Bleak huh? But I bet it strikes a note. My friends and I are all of a similar age to Frank and on discussing the book with those who've read it, have conceded somewhat bashfully that yes, we can all relate to the drudgery of routine and the shock it presents after the relative freedom of university. The struggle to reconcile youthful hopes with adult reality makes it all too easy to ally ourselves with Frank and April. Who can't relate to the desire to escape the hum drum but also the fear of doing just that? And then there's Frank and April's crumbling relationship. The rare sections of the book told from April's perspective offer psychological insight into how conflicting perceptions can spiral out of control, changing our responses to someone we once loved. The quiet ways in which two people who once felt excited by the other can slip into first hatred, then indifference, are powerfully evoked and have a vaguely feminist feel. Frank's immaturity and misguided opinions condemn him whilst we still seek to understand him, and the action April takes are an indictment of the position of women at the time.

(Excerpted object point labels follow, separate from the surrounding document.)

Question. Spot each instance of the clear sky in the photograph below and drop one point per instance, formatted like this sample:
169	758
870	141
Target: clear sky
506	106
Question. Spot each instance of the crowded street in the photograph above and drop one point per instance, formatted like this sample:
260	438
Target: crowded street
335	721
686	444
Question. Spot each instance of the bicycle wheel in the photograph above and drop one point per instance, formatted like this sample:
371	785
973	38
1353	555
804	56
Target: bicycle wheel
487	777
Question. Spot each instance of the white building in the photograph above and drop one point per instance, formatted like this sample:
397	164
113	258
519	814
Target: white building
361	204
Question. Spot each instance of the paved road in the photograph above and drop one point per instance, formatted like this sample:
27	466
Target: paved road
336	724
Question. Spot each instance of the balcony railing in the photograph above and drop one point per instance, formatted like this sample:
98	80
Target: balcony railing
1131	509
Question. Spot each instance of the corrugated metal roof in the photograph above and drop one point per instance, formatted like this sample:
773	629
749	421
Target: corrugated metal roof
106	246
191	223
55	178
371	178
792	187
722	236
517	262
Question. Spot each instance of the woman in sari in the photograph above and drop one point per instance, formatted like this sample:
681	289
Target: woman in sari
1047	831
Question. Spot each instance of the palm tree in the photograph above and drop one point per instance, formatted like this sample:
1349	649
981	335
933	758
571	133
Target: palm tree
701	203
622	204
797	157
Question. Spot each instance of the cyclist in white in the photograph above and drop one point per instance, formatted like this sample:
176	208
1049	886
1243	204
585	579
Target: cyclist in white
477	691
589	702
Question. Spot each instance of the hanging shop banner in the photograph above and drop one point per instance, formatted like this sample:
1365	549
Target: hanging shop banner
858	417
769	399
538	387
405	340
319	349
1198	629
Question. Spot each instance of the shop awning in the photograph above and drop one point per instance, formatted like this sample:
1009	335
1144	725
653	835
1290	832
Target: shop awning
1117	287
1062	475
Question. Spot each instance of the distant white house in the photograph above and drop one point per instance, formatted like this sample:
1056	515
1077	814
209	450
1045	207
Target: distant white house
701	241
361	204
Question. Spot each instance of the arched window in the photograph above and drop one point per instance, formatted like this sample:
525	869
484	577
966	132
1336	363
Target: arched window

How has Yates been ignored for so long?! As the Wheeler's shared dreams give way to resignation with their lot, metaphors of performance dominate the text and illustrate the fantasy of the American Dream. This has been done to death since Yates wrote RR, but at the time it must have been revolutionary (ahem) stuff. Yates offers us a critique of America in the midst of change. The Campbell's, a more blue collar version of the Wheelers, have kids who seem glued to the television in their lounge, a new gadget that was then such a novelty and now the bone of contention for so many, opening and closing worlds at the same time; the political winds are beginning to stir and the notion of the woman's place being in the home would soon fuel the feminist movement. In some ways the book reminds me of Ian McEwan's On Chesil Beach, as the emancipated mood of the 1960s came too late for McEwan's characters just as it does for April, whose character symbolises the tragedy at the book's core (doubly so because she seems the stronger of the couple). Both books capture an unnamed restlessness, personally and socially. I guess throughout the sixties a book like RR felt old-fashioned and irrelevant, with so much in transition. But although Yates has slipped off the literary radar over the last 40 years or so, the themes of relationships and the constraints of adulthood are timeless and the writing is top class.
Other American authors like John Updike seem to have taken up the cause of the flawed and frustrated everyman, but as I will discuss in a future blog, in my opinion he benefited from timing and a more ambitious authorial strategy rather than a fundamentally better way of writing. Do read this book. It won't cheer you up, but it will astound you with its power.